Factors affecting the choice of JV vehicle include tax and accounting considerations, possible competition law implications, any regulatory requirements affecting the project, the preferred management structure, how profits are to be extracted and so on. These factors need not concern a party contracting with the JV, but they do need to understand the implications of the chosen structure on how the contract operates.
Integrated (corporate) JV
Matters to consider when dealing with an integrated JV include:
- Guarantees should be obtained from the consortium members (or their parent companies) to cover the JV company’s liability, ideally on a joint and several basis.
- Ensure that the JV company is sufficiently resourced to undertake the project in terms of working capital, seconded staff and the like.
- Consider inserting change of control restrictions, so you can check that the covenant of the JV company (and any supporting guarantors) remains adequate following a change of ownership.
- Ensure that any insurances taken out for the project will cover the JV company as well as the consortium members.
- Think about what should happen if a consortium member becomes insolvent. For example, it may trigger termination of the shareholders’ agreement, in which case it should also be treated as an event of default under the primary contract.
Where the contractor is a non-integrated JV, the following issues need to be considered:
- Ensure that all the JV members are named as parties and execute the contract. Even this most basic point is often missed or forgotten.
- Ideally all the consortium members should be jointly and severally liable for the obligations of the contractor. In that event, there may be no need to obtain guarantees from the parent companies of the JV members. However, it may be wise to obtain them anyway as a precaution.
- Be clear as to how the contractor’s insurance obligations are to be met – whether by the annual policies of the JV members or under a project-specific policy. If the consortium members offer their own policies, check that they cover the activities of the JV and that there are no obvious gaps between them.
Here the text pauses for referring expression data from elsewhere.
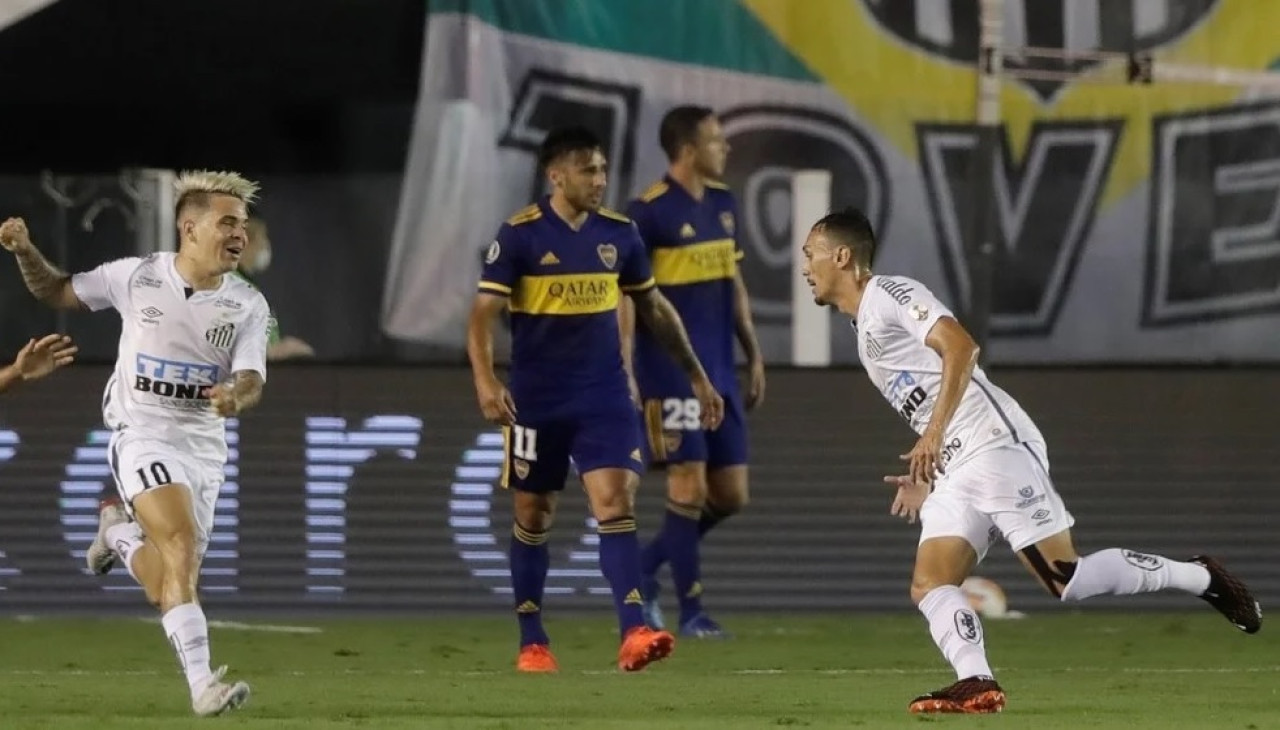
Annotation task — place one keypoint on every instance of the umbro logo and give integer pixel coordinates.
(220, 336)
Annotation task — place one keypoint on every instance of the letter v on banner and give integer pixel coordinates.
(1045, 209)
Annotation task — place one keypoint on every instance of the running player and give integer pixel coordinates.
(192, 354)
(978, 470)
(39, 359)
(689, 223)
(561, 267)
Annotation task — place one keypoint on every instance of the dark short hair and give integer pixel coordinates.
(565, 141)
(850, 227)
(680, 127)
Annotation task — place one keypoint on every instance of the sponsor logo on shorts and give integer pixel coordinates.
(1028, 497)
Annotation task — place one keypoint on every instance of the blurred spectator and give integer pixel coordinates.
(254, 260)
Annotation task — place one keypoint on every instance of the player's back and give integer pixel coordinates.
(173, 346)
(894, 320)
(694, 252)
(563, 288)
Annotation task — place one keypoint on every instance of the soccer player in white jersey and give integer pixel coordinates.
(192, 354)
(979, 469)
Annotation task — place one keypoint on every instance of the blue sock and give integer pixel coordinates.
(620, 562)
(652, 557)
(711, 518)
(680, 538)
(529, 562)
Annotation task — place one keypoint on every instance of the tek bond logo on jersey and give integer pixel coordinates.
(178, 384)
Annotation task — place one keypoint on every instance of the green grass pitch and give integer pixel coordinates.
(1060, 671)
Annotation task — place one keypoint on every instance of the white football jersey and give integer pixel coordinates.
(173, 347)
(894, 320)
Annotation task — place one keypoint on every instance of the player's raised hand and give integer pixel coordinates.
(496, 402)
(755, 386)
(926, 457)
(14, 236)
(909, 500)
(41, 357)
(711, 404)
(222, 398)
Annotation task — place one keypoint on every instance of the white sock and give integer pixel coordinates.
(956, 630)
(124, 539)
(1123, 573)
(188, 633)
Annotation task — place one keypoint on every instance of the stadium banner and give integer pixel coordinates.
(1134, 223)
(375, 491)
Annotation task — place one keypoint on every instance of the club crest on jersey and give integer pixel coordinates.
(727, 222)
(608, 254)
(220, 336)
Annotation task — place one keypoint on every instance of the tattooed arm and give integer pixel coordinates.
(46, 282)
(663, 323)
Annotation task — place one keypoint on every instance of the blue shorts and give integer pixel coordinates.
(536, 452)
(675, 436)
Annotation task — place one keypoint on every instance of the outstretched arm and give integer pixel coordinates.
(46, 282)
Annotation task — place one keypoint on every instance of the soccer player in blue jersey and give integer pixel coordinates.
(689, 223)
(561, 267)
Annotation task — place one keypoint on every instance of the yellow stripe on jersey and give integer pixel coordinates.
(566, 293)
(494, 288)
(612, 214)
(698, 263)
(525, 215)
(643, 286)
(654, 192)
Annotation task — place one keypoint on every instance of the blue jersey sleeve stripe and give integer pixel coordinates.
(645, 284)
(494, 288)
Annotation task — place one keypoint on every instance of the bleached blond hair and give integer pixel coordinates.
(196, 186)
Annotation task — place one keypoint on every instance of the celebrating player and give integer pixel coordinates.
(979, 469)
(561, 267)
(688, 220)
(39, 359)
(192, 354)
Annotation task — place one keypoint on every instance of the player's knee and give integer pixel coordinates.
(612, 505)
(534, 512)
(923, 584)
(727, 491)
(686, 484)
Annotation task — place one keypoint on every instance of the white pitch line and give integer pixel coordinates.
(869, 671)
(242, 626)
- Again, think about what should happen if a consortium member becomes insolvent. Whether or not this will be treated as an event of default may turn on the relative importance of the consortium member to the delivery of the project as a whole.
- Likewise, consider what should happen if the JV is terminated for any reason.
- Ensure that the contract is clear as to where instructions and notices should be served, to whom payments are made and the like. Ideally one person should be nominated to receive communications on behalf of the JV. However, it may be wise to send formal notices (such as claims or notices of termination) to each of the consortium members separately.
If the employer is a joint venture
Also increasingly common is the situation where the employer comprises two or more parties acting jointly. This may happen, for example, where a developer and a local authority agree to collaborate on a large-scale regeneration project. Issues to cover in that situation include:
- Who is responsible for giving instructions, making payments and so on.
- Ensuring that each employer party is able to enforce the employer’s rights under the contract separately, including matters such as copyright licences.
- Providing for the other employer party (or one of them) to step in and assume the employer’s obligations under the contract if the paying party defaults.